The RETAIN study was a prospective, multicenter Phase II clinical trial designed to evaluate the feasibility and efficacy of an active surveillance strategy instead of immediate radical cystectomy for MIBC patients following dose-dense MVAC (ddMVAC) neoadjuvant chemotherapy. The results showed that among patients who achieved cCR and chose active surveillance, the study successfully achieved high short-term bladder preservation rates. However, recurrences still occurred in some patients. While most recurrences were localized to the bladder (non-muscle invasive), a certain proportion of these patients eventually progressed to metastatic disease.
This reveals a core challenge: even in patients with a good initial response whose recurrence is localized to the bladder, high-grade recurrence itself may indicate aggressive underlying biology and a risk of metastasis.
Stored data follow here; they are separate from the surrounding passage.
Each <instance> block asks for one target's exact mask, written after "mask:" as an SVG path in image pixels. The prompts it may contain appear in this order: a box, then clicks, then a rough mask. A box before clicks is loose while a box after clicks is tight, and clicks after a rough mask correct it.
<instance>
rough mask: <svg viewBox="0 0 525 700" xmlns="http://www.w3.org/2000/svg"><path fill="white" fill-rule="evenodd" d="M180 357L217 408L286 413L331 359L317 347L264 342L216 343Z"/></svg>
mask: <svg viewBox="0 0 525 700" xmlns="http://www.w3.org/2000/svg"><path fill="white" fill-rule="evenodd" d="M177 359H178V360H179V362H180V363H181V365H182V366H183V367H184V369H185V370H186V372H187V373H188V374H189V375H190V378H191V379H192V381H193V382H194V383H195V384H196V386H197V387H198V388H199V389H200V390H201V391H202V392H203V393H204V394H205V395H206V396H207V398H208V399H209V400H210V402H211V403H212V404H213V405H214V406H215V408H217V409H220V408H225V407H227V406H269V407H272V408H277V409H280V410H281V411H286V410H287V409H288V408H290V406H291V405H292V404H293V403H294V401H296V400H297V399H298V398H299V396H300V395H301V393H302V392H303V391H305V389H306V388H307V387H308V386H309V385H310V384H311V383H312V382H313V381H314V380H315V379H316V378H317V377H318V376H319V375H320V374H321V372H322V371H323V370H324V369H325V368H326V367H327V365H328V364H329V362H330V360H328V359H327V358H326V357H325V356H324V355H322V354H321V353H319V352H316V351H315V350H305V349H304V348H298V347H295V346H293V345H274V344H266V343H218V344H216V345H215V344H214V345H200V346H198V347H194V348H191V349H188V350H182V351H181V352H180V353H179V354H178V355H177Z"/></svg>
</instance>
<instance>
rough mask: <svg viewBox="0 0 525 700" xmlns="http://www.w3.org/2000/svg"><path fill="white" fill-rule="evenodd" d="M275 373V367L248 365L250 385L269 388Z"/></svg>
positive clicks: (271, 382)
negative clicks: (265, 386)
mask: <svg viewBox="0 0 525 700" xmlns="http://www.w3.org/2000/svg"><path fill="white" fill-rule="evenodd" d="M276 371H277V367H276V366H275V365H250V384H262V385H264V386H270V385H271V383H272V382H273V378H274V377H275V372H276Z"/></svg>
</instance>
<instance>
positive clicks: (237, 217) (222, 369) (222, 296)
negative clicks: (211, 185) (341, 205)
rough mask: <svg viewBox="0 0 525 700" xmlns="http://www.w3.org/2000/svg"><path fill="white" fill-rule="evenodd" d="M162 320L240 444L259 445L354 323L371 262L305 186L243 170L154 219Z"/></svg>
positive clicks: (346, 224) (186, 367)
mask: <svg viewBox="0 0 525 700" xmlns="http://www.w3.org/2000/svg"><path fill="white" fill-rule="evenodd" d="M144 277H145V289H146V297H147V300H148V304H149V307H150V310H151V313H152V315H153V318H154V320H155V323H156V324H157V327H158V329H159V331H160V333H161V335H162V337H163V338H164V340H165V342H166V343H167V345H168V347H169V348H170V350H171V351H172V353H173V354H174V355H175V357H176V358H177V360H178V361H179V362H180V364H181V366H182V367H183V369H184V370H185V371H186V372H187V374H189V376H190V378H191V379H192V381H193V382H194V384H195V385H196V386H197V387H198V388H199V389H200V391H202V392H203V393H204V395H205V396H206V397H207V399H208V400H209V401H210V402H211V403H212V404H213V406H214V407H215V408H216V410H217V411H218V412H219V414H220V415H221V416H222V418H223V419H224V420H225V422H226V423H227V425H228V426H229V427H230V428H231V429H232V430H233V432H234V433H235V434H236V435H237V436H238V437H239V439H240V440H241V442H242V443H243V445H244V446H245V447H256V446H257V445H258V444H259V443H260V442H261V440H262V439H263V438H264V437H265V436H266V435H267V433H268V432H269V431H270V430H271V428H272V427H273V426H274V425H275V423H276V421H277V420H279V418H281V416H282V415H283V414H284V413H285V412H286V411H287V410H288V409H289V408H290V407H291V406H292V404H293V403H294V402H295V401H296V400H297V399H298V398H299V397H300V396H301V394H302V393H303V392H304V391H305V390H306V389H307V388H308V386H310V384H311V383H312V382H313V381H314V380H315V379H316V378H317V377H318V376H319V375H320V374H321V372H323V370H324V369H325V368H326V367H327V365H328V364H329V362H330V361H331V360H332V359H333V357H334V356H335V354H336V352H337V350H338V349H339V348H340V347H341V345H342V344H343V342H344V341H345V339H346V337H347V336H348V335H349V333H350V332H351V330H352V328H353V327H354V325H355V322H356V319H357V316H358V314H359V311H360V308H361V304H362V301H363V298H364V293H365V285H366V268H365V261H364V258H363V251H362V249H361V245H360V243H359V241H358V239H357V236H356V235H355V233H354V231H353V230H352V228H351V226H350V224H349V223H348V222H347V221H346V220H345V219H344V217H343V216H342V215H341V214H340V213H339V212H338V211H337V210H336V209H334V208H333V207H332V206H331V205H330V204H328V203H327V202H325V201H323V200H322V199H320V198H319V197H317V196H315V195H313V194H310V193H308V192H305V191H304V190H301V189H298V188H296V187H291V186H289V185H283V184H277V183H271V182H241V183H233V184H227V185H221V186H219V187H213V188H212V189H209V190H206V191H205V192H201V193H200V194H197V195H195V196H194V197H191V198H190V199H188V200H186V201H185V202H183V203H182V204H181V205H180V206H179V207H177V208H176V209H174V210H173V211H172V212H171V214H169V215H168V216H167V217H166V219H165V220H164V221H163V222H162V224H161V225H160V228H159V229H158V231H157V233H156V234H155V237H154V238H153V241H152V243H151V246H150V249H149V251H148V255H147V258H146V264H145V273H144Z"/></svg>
Existing clinical assessment tools (such as imaging and cystoscopic follow-up) may be insufficient to accurately identify patients who, despite reaching cCR, still face a high risk of long-term metastasis. Currently, we lack tools to precisely predict the risk of intravesical recurrence at the individual level. The sensitivity of conventional MRD methods (like ctDNA) for detecting minute intravesical recurrences may be inadequate; utDNA may hold more potential, though further data validation is required.
Consequently, future clinical trials should be improved in two areas: Optimizing patient screening strategies: Incorporating more sensitive biomarkers like utDNA to enhance recurrence risk prediction.Strengthening local consolidation: In the context of effective systemic therapy, exploring ways to reinforce local bladder treatment—such as through novel intravesical drug instillations or radiotherapy—to reduce intravesical recurrence rates and improve the overall success and safety of bladder preservation strategies。